Database Indexing

Pramod Shehan

4 min readMar 13, 2024

Heap

Where we store all the rows in the table.
Data are Unordered.
When inserting new records, new tuple goes wherever. Usually at the end.

Pages(Blocks)

Heap is divided into 8 KB blocks.
8 KB is the default size of the block.

Item Pointers

In each page, there are slots.
Some of the slots can be empty.
If you want to know the physical location of the tuple you can alway address with the block number & slot number.
You can check the physical location of each tuples.

SELECT CTID, * FROM t_users;

This CTID column is hidden system column.

Full Table Scan

Start at the beginning and scan all the way to at the end.

What is an index?

Indexes are a common way to enhance database performance.
An index allows the database server to find and retrieve specific rows much faster than it could do without an index.
Every primary key has an index by default.

Key value stores.
Keys are the list of values in the field that we have asked to index.
Values are the page number and item pointer(slot number) that we mentioned before.(Physical location of that tuple in the heap)
It is also sorted list.

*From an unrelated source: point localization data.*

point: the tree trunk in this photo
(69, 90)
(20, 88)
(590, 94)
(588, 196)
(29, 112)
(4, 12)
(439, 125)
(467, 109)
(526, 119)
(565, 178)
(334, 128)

It’s sorts the values so it knows how to find them efficiently in this case.
Default index is B-Tree index in Postgres.
There is no visibility information in indexes whether that tuple is dead or updated. Indexes don’t care about those information
Visibility information is stored in heap and after you have looked up a row from the index. Then we check the visibility in the heap.
UPDATE — inserts new index tuple.

update t_posts set title = 'test' where user_id = 1;

Dead tuples are removed by Vaccum. There is no operation to delete one tuple from the index. Vaccums scan through every index completely and delete all the dead tuples.

Example

Create two tables and insert data.

create table t_test(
 id BIGSERIAL NOT NULL PRIMARY KEY,
 name text,
 address text,
 country_code text
);

create table t_posts(
id SERIAL PRIMARY KEY,
title TEXT,
discription TEXT,
user_id INTEGER NOT NULL REFERENCES t_test(id) 
);

CREATE OR REPLACE FUNCTION insert_data_with_loop()
RETURNS void AS $$
DECLARE
    i integer;
BEGIN
    FOR i IN 1..1000000 LOOP
INSERT INTO t_test (name, address, country_code) values( md5(random()::text), CONCAT(array_to_string(ARRAY(SELECT chr((48 + round(random() * 9)) :: integer) FROM generate_series(1,12)), ''), ' ', array_to_string(ARRAY(SELECT chr((48 + round(random() * 9)) :: integer) FROM generate_series(1,12)), '')),substr(md5(random()::text), 0, 3));
END LOOP;
END;
$$ LANGUAGE plpgsql;


CREATE OR REPLACE FUNCTION insert_data_into_posts_with_loop()
RETURNS void AS $$
DECLARE
    i integer;
BEGIN
    FOR i IN 1..1000000 LOOP
INSERT INTO t_posts (title, discription, user_id) values( md5(random()::text), md5(random()::text), i);
END LOOP;
END;
$$ LANGUAGE plpgsql;

SELECT insert_data_with_loop();

SELECT insert_data_into_posts_with_loop();

Here there is an index. it is automatically generated by Postgres for primary key.

For this table also, there is an index for primary key.

Query 01

Check the execution plan for primary key filtering.

explain analyze select * from t_test where id = 9000000;

According to the execution plan, it is just scanning the index.

Query 2

explain analyze select * from t_test where address = '673138731337 072912168669';

Here according to the execution plan, it is scanning the heap sequentially.

Query 3

Create index on address column.


create index on t_test(address);

Check the execution plan.

explain analyze select * from t_test where address = '673138731337 072912168669';

Here, it is just scanning only index. there is a huge difference between Query 2 execution time and Query 3 execution time. Query 3 execution time is really fast after creating the index.

Query 4

Check the indexes for the specific table.

SELECT indexname AS index_name, indexdef AS index_definition
FROM pg_indexes
WHERE tablename = 'your_table_name';